What begins as a single act of frustration may become a habit. The aggressive cat may terrorize the other animal, says Dr. Barry. If the redirected aggression continues, it can lead to a variety of behavior problems in both the aggressor and the victim. Sometimes the frustration leads to displacement behavior, says Dr. Wright. At its mildest, the displacement behavior may include licking and grooming at inappropriate times. If left untreated, the behavior may lead to more serious problems including urinating or defecating out of the litter box.
Diffusing the Situation
Occasionally the situation may return to normal, but if not, you may have to embark on a path of environmental and behavioral modification. Close curtains or put something in front of the window to keep the cat from gaining access to it, advises Dr. Wright. Provide an incompatible activity in another room, such as structured play, fishing-pole or catnip toys, or even clicker-style training. Keep the training positive by pairing it with food rewards. Teach a really nice recall command to get the cats out of the situation, says Dr. Barry. Shake a can of cat treats or make a can opener sound so that any tension in your voice doesnt add to the situation.

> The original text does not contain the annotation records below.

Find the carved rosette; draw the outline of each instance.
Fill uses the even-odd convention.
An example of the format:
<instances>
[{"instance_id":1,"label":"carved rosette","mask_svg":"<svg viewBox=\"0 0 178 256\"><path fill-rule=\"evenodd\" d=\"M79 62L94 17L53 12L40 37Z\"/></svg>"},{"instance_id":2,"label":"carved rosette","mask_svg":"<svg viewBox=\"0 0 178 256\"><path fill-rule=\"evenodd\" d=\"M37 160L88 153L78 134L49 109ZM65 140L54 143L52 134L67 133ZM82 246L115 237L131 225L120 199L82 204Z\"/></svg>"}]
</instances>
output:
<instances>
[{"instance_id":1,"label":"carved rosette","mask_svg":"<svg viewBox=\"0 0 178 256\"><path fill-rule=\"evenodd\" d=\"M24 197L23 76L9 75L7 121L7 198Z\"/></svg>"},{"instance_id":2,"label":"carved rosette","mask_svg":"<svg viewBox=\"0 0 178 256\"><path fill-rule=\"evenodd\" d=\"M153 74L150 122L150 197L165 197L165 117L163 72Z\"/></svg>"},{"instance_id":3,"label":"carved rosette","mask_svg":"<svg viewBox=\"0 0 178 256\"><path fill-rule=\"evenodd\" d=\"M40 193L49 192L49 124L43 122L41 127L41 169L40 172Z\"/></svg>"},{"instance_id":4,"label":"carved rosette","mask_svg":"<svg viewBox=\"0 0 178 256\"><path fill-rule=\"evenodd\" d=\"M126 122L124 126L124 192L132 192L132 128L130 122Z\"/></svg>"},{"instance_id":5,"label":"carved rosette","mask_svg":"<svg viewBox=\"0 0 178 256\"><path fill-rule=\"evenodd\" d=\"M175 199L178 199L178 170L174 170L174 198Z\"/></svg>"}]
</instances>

If necessary, separate the cats. Because the victim has undergone trauma, provide positive activities to boost the victims self-esteem. Direct the aggressor into more people-oriented activities. Once both cats are more stable, allow them access to the area of the house where the attack took place. Do what works and build on it, says Dr. Wright. The goal is to interrupt the pattern and replace it with a healthy one.
If you cannot establish peace in your home, talk to an animal behaviorist or your veterinarian. Depending on the success of your behavior modification program, your veterinarian may recommend behavior modifying medication for the aggressive cat and/or the victim.
If you know to whom the intruding cat belongs, talk to the person about the situation and urge him or her to keep the cat confined. If they are responsible owners, they will make an attempt to do something about it, says Dr. Wright. If the cat has no owner, consider trapping it and taking it to a humane shelter.
Keeping the Peace
As always, an ounce of prevention is worth a pound of cure. If one of your cats is acting in an uncharacteristic way at certain locations, pay attention to what is on the other side of the window. Interrupt the behavior before it becomes a pattern, says Dr. Wright. Pay daily attention to what your cat is doing. Dr. Barry concurs. Its a management issue, she says.